There would be dancing, singing and bull-fighting. Nanning Vacations We watched a bit of bull-fighting being practised, or rather, people trying to Nanning Vacations persuade two water-buffalo to fight each other. The trouble is, water-buffalo tend to be placid, agreeable creatures. One old bull had obviously had years of experience at this annual fight; he lowered his horns obediently and charged at his opponent. Wasting no time, his opponent fled. Waree was due to visit her mother, who lived in a village twenty miles away and she agreed to let me go along too.
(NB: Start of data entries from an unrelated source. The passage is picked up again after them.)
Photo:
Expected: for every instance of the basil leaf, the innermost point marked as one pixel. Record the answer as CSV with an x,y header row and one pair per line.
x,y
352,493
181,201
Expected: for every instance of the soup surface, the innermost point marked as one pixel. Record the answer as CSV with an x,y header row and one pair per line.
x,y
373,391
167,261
With the burgeoning of networked and ubiquitous technologies, there is a redefining of the ways that place and locality are experienced. Mobile, networked technologies not only transform how place in everyday life is understood, they also emphasize place as being more than just physical geographic location. More importantly, places are constructed by an ongoing accumulation of stories, memories and social practices (Massey 1993, 2005; Harvey 2001; Soja 1989). This is particularly the case within the realm of urban mobile gaming, which seeks to challenge everyday conventions and routines that shape the cityscape.
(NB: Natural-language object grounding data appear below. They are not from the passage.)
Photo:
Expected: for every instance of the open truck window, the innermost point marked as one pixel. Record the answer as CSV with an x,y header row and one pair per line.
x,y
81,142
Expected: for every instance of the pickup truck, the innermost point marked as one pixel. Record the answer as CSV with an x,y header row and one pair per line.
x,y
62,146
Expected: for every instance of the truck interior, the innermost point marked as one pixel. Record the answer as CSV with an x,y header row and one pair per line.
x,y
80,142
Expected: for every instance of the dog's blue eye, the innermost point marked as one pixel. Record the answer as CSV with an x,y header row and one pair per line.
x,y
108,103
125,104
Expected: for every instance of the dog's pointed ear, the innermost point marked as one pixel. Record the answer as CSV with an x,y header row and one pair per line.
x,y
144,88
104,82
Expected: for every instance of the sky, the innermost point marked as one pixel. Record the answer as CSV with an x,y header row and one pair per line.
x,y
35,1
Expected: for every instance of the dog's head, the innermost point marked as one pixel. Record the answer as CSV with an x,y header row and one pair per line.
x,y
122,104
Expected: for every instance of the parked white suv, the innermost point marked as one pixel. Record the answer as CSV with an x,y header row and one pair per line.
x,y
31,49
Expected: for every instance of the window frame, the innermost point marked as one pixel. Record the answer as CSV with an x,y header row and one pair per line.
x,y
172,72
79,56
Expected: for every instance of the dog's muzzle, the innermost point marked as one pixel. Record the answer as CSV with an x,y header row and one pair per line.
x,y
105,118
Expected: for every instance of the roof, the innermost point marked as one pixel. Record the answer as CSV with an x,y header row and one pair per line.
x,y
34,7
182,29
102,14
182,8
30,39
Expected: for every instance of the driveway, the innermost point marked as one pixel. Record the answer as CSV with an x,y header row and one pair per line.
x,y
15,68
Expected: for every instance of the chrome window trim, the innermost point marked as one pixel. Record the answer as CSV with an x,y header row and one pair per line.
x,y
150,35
A decade on from the first generation of mobile games taking the form of high-tech, experimental performances through the likes of UK Blast Theory’s collaboration with Mixed Reality Lab, smartphones are heralding a ubiquity of location-based services (LBS) and Global Positioning Systems (GPS) that effect and affect the narrations of place. These new media services are providing multiple cartographies for an experience of space in which the geographic and physical is overlaid with the electronic, emotional and social. With the pervasiveness of geomedia seeing a type of gamification through services like foursquare, which is an online mobile game where you can win prizes for visiting offline places, mobile gaming is seeing a new epoch in the ways in which it can transform the urban space. But with the democratization and gamification of geo-spatial services on mobile phones, how does this phenomenon revise the narration of place and locality? How do these types of media practice differ from the first generational experimental new media projects? This chapter contextualizes the rise of urban mobile gaming within broader conceptual approaches to the urban and to mapping a sense of place. The discussion concludes with a case study of second generation, or gamification, of LBS games in Shanghai, China to explore some of the socio-cultural factors at play.
Locating the Mobile: Conceptualizing approaches to mobile urban gaming
Once associated with casual flash-based games (2D graphics) on mobile phones or early generation mobile consoles such as Game & Watch or Game Boy, mobile games have now grown and developed into a variety of innovative game genres. These genres include urban (big games’), location-aware (LAMG)/location-based (LBMG) and hybrid reality games. For the purposes of clarity in this chapter, mobile games’ refers to all these different and diverse types of games and gaming practices. Moreover, while there has been development around rural mobile games that can be viewed as extensions of live action role-playing (LARP) traditions, this discussion focuses upon the urban in keeping with the context of this blog. Through advances in ubiquitous technologies, the rise of urban mobile games has been encouraged by ready access to geomobile applications that are available on most new mobile phones (third generation [3G] or mobile with internet’). The various types of geomobile software provide new ways of experiencing and defining the urban, thereby transforming the familiar and everyday into new and exciting possibilities of play (Jungnickel 2004; de Souza e Silva and Hjorth 2009), as well as rendering the mobile phone user into either a player or a game maker.